The ease with which people from other disciplines, cultures, contexts can participate also means you get other valuable, hitherto unintended, benefits. You say tomahto and I say tomayto. Cultural distinctions can be made and shared, translations are more likely, the availability of commentary from other disciplines helps increase the likelihood of comprehension.
Comprehensiveness and context
Historically, there were two types of systems: systems of record and systems of engagement. Computing departments built systems of record, substitutes for the books and records of the firm, robust, secure, safe, hard to attack, and consequently hard to use as well. Communications units built systems of engagement, which, while reliable, were open to all, with simple security needs and exhibiting network effects. Convergence, the coming together of computing and communications, had the unintended consequence of bringing these disparate design and security philosophies together for the first time.

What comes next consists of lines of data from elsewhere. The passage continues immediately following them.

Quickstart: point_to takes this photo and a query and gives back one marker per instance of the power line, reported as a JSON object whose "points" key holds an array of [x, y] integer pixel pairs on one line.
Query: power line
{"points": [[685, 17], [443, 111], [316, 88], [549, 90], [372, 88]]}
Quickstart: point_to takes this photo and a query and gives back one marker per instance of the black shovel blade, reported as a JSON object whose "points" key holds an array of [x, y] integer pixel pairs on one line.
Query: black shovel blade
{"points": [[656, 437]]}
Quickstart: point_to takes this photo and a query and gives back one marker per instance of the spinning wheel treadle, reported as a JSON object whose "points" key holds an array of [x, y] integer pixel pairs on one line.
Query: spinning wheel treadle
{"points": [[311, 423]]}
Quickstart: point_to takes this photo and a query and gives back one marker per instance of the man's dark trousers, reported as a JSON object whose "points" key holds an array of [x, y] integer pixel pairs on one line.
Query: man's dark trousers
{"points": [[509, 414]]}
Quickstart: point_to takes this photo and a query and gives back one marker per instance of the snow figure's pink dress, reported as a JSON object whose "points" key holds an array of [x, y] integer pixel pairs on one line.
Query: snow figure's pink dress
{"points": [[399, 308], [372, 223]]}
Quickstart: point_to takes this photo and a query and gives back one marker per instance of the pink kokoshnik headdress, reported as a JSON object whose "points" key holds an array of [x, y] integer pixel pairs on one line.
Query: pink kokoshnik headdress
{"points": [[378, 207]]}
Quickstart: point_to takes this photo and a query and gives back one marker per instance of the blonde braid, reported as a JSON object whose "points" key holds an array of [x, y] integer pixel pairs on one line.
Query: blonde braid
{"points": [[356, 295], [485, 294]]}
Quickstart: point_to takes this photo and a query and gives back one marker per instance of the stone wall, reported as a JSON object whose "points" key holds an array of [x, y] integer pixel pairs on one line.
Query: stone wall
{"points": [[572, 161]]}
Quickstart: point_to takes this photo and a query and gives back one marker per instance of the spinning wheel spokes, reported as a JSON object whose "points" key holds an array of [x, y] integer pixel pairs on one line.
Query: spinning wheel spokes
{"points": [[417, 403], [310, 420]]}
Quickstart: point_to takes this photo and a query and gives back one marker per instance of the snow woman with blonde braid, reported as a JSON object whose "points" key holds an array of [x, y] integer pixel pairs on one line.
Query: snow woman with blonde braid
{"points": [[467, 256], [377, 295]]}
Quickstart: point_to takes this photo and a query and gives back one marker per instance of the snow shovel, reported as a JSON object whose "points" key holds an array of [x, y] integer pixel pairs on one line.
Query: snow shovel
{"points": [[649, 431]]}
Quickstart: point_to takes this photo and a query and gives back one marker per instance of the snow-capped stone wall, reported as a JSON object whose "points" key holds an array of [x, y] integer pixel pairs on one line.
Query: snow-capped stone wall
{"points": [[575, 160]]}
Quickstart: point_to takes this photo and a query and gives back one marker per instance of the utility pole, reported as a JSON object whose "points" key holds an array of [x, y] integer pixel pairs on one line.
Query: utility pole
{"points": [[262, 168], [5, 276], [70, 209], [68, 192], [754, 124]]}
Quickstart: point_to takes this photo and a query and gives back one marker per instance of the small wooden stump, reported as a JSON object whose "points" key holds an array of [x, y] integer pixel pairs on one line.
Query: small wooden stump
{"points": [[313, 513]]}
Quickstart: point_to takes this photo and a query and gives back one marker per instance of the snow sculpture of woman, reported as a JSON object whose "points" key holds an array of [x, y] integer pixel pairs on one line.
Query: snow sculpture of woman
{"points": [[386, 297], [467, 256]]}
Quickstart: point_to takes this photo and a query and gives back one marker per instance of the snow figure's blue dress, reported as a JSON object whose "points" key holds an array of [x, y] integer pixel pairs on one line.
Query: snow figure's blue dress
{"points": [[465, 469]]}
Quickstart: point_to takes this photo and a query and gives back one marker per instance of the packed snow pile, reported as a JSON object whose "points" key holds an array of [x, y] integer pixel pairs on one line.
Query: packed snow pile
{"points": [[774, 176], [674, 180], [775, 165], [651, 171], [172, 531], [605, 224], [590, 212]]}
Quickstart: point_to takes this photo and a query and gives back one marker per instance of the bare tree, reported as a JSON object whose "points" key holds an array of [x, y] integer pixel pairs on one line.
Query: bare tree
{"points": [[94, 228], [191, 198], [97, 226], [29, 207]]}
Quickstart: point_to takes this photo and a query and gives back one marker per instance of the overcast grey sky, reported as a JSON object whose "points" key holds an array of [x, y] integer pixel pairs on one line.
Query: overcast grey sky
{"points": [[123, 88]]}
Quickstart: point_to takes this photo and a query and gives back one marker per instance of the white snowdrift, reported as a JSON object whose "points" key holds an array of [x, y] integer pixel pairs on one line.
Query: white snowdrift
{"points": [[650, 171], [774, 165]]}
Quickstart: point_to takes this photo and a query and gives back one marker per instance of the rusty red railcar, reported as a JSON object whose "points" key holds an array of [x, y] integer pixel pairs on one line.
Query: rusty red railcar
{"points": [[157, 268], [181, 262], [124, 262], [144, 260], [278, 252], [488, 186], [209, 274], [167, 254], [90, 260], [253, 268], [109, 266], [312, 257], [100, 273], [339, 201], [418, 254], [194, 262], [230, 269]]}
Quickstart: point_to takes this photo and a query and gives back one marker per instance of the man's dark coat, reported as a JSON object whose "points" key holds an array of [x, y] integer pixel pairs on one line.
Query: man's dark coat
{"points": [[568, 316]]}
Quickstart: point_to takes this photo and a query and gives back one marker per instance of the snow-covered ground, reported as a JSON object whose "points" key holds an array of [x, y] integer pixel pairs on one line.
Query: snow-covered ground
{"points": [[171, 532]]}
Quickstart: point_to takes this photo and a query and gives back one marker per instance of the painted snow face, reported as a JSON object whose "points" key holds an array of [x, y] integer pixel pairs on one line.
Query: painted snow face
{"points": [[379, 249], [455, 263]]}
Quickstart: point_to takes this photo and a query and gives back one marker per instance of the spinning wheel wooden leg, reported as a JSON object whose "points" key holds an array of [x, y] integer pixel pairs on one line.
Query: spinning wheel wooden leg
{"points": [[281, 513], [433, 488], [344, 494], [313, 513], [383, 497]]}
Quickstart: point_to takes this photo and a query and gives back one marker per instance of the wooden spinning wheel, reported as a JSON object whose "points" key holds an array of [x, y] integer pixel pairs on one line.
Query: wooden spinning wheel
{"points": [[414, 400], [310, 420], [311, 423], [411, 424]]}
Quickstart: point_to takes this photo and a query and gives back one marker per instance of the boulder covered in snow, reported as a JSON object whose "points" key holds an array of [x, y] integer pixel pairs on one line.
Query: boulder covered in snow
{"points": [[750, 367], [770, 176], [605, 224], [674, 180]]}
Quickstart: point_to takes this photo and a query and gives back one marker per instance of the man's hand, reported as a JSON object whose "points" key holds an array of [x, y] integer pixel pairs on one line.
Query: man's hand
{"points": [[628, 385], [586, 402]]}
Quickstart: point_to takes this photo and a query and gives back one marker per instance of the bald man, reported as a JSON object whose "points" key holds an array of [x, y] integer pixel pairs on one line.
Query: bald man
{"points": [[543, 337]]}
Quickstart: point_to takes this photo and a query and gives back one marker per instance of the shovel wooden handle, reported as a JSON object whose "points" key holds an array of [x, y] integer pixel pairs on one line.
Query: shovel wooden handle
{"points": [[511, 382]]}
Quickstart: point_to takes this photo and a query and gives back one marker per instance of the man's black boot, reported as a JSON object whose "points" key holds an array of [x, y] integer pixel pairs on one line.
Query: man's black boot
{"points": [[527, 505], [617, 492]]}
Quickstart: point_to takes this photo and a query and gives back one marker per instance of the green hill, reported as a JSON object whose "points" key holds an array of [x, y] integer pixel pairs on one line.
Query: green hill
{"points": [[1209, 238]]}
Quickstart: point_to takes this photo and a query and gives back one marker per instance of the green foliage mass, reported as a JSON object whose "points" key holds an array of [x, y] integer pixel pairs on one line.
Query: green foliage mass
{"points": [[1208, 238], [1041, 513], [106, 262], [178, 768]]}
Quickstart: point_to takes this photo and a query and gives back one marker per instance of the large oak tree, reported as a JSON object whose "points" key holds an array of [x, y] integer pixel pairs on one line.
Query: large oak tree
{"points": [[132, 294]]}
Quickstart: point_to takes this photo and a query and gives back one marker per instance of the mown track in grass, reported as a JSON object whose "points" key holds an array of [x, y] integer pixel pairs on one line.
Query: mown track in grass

People working on the Social Enterprise at Salesforce.com pretty much pioneered the work on making this work; they were used to delivering services on a multi tenant utility model as their core business for over a decade, so this was nothing new.
As a result, the social enterprise is built with a deep understanding of entitlements and permissions; as long as you have the right to see it, you can get to the source information, the order in question, the compan profile, the complaint, whatever. So the context of the information is carried with the content. You can drill down as needed, or see the summary. In the social enterprise, summaries are just convenient representations, the source data is never far away.
This increases comprehensiveness. But it’s not all. The presence of the extended network, the nonlinear participation of customers, partners and staff, the crowd sourced ability to inspect and reduce error, the support for tags and folksonomies, every one of the characteristics I have described earlier today accelerates and enhances comprehensiveness.
The social enterprise is therefore designed to provide more accurate, verifiable information, faster and more effectively when compared with the traditional enterprise, easier to understand, more complete and in context.
The social enterprise provides actionable information. But as I stated earlier, actionable information alone is not enough, you need the tools to do something with that information. Which will be the subject of my next post.
Comments welcome as ever.
Great reflections on this topic which is very close subject to what we’re doing- building an enterprise content curation platform (Eqentia).
Context comes first, content 2nd. When context is well defined, the right content flows. And with social, the right content will lead you to the right people. That part is the actionable part if the context is strongly aligned with your interests.
We also believe that Curation is a means to an end, and not the end itself as being portrayed by several pure curation tools out there, especially the consumer-focused ones. The word “Curation” has started to lose its true meaning because it’s being overused, misused and abused. We should always ask – what is the benefit we’re getting out of curation?
Looking forward to your follow-on pertaining to actionable tools.
If we’re all nodes with permissions to curate content, content is the new hierarchy, and contains permissions. Then what tools can handle permissions. Do tools map back to super users and domain experts (oh my, I’m going in circles).
What about trust? Information with all the 4 characterstics that you listed – without trust would be underused or misused or lead to a wrong conclusion?
Prakash, verifiable accuracy reinforces trust. Not just the accuracy, but the ability to verify it. The ability to get to the source, check source credentials where relevant, understand source data and context.